As a critic I share this frustration towards the pathologisation of promiscuity within yet another study of bourgeois millennial malaise; in the end I wondered whether the character had really learned much at all. Yet on a personal level I felt a familiar ache, a thrill to be known by a fictional character – for once, not a white one – who embodied the ugliest, most selfish parts of my own twenties. I remembered that feeling of escape through self-destruction and false intimacy – crawling into bed, into myself, as though towards salvation.


Performance is at the heart of the novel. The gaze is always transfixed on Jena, even when she is alone: the art of arranging her body just right for music, sex, masturbation. The relentlessly violent dance of womanhood.

The exhilaration of that failure, aged 15 – a deviation from the script – then the desperate scramble to climb the ranks again in a search for validation. The lack of an anchor outside of a flawed meritocratic system.

And the mother, who admits late in the novel that managing Jena’s career gave her own life meaning: ‘I was useful to you when you were playing. Without that, I didn’t know who I was.’

I wonder if loneliness is emblematic of the struggle of being – a woman, a daughter, a person of colour, an artist – under the pressures of capitalism. Perhaps it is the singularity underneath all of the performance: sex, music, being the good Asian girl or the one who resists everything. How could you be anything but lonely after all that?

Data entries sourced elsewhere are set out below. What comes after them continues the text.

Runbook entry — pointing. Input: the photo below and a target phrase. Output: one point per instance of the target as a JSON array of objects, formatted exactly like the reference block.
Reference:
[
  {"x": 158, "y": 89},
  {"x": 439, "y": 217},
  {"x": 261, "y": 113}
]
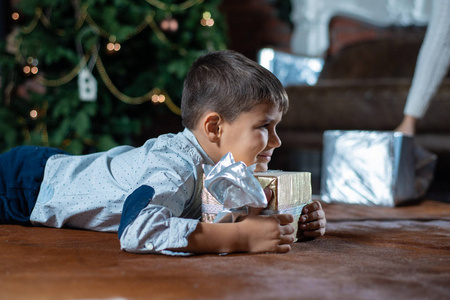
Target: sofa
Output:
[{"x": 363, "y": 86}]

I think of Rachel Cusk: ‘There was a great difference, I said, between the things I wanted and the things I could apparently have, and until I had finally and forever made my peace with that fact, I had decided to want nothing at all.’


On the rare occasions when I play the cello now, I try to become someone I no longer know. There are whole pieces etched into my brain and fingers – Bach’s C major prelude; Saint-Saëns’ Allegro Appassionato, A minor concerto, The Swan; Fauré’s Élégie – but they are crude shadows of what they used to be. Or, rather, what I used to be. My hand cramps easily now. My bowing is all wrong, leaving white dust too far up the fingerboard.

Many of my classmates from the Con are professional musicians now. I see their names in programs: SYO, SSO, ACO, some overseas. Soloists, their names in lights. I wonder what I might have become if I’d had the ambition, the hunger.

Alone in the quiet, I hear a voice and in my weakest moments, I believe it. It whispers that when I stopped playing the cello, I betrayed an integral part of myself that was formed when I was three years old, and sunk into me like something divine.

That without it, perhaps I am nothing.